Sanders held a rally in Ann Arbor on Sunday that drew an estimated crowd of 10,000 people, many of them younger voters. “We’re taking on Wall Street,” he told the assemblage. “We’re taking on the insurance companies. We’re taking on the drug companies. We’re taking on the fossil fuel industry. We’re taking on the military-industrial complex. We’re taking on the prison-industrial complex.”

“Michigan,” said Sanders to the Ann Arbor crowd, “is the most important state coming up on Tuesday.” Super Tuesday turnout among younger voters was a gruesome 13 percent, and without them, Sanders is finished as a presidential candidate. It’s fun to come to rallies and shout. If that energy is not translated at the ballot box, it is only sound and fury, signifying nothing.

Michigan and Washington State are the main contests to watch today. If Sanders loses Michigan, it will be a body blow to his campaign. If he loses Michigan and Washington State, the latter of which he won overwhelmingly in 2016, it could indicate that his coalition may have crumbled. If Biden runs the table today, the senator from Vermont will have a decision to make.
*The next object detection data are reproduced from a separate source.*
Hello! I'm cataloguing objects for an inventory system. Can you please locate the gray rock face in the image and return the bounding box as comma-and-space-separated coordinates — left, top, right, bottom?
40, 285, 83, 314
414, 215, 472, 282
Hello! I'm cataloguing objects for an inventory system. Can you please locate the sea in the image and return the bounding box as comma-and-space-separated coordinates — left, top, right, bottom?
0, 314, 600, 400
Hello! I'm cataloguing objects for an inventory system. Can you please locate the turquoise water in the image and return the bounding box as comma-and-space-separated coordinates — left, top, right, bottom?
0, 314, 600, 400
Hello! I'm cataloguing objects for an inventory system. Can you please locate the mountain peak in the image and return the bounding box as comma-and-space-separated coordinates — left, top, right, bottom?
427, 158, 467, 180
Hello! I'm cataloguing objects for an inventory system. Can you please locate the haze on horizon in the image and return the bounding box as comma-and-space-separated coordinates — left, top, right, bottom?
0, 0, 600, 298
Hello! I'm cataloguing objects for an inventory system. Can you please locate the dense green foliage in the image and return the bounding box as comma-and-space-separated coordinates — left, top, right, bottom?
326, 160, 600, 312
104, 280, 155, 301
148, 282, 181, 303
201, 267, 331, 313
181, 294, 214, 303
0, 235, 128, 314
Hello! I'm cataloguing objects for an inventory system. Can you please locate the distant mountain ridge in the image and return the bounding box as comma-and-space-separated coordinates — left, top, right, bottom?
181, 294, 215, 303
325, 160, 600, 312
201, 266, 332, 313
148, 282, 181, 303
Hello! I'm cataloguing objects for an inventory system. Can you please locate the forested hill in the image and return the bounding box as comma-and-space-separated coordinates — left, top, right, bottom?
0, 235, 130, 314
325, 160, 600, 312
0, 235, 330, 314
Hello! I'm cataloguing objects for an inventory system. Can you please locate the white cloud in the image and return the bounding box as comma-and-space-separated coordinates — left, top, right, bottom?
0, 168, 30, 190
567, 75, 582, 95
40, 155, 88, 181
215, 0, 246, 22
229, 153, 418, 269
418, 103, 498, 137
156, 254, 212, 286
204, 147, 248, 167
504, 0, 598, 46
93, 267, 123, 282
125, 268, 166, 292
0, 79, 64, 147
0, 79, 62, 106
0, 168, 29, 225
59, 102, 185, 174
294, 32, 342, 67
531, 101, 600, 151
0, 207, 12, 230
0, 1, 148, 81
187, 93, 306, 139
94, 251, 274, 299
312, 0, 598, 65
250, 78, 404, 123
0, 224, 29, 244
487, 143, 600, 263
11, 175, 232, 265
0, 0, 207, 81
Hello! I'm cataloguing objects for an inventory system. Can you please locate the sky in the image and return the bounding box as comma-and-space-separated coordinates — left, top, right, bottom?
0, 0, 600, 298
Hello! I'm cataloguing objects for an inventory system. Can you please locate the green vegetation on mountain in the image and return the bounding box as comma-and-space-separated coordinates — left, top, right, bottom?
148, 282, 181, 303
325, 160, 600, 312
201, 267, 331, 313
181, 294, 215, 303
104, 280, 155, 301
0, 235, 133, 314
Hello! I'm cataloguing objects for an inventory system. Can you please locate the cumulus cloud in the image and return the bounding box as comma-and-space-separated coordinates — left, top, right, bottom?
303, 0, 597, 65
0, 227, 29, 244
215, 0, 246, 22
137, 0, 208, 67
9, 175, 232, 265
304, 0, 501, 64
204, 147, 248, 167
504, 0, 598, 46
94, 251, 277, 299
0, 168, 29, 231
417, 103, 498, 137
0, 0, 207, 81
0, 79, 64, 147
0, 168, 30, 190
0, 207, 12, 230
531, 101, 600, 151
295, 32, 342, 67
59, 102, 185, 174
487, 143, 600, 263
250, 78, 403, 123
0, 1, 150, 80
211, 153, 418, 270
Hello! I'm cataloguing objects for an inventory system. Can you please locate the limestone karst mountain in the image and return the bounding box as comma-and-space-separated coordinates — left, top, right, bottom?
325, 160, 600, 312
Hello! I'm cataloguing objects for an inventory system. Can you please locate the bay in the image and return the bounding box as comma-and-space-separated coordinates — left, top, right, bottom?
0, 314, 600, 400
The opposite could just as easily be true, of course. Sanders could defy the Michigan polls as he did four years ago while also repeating his successes in Washington State, Idaho and North Dakota. With Trump and the GOP leaning hard into questions about Biden’s ability to endure a long general election campaign, a strong showing by Sanders today would seem to underscore the wisdom of remaining in the race. It’s still a long way to the convention in Milwaukee.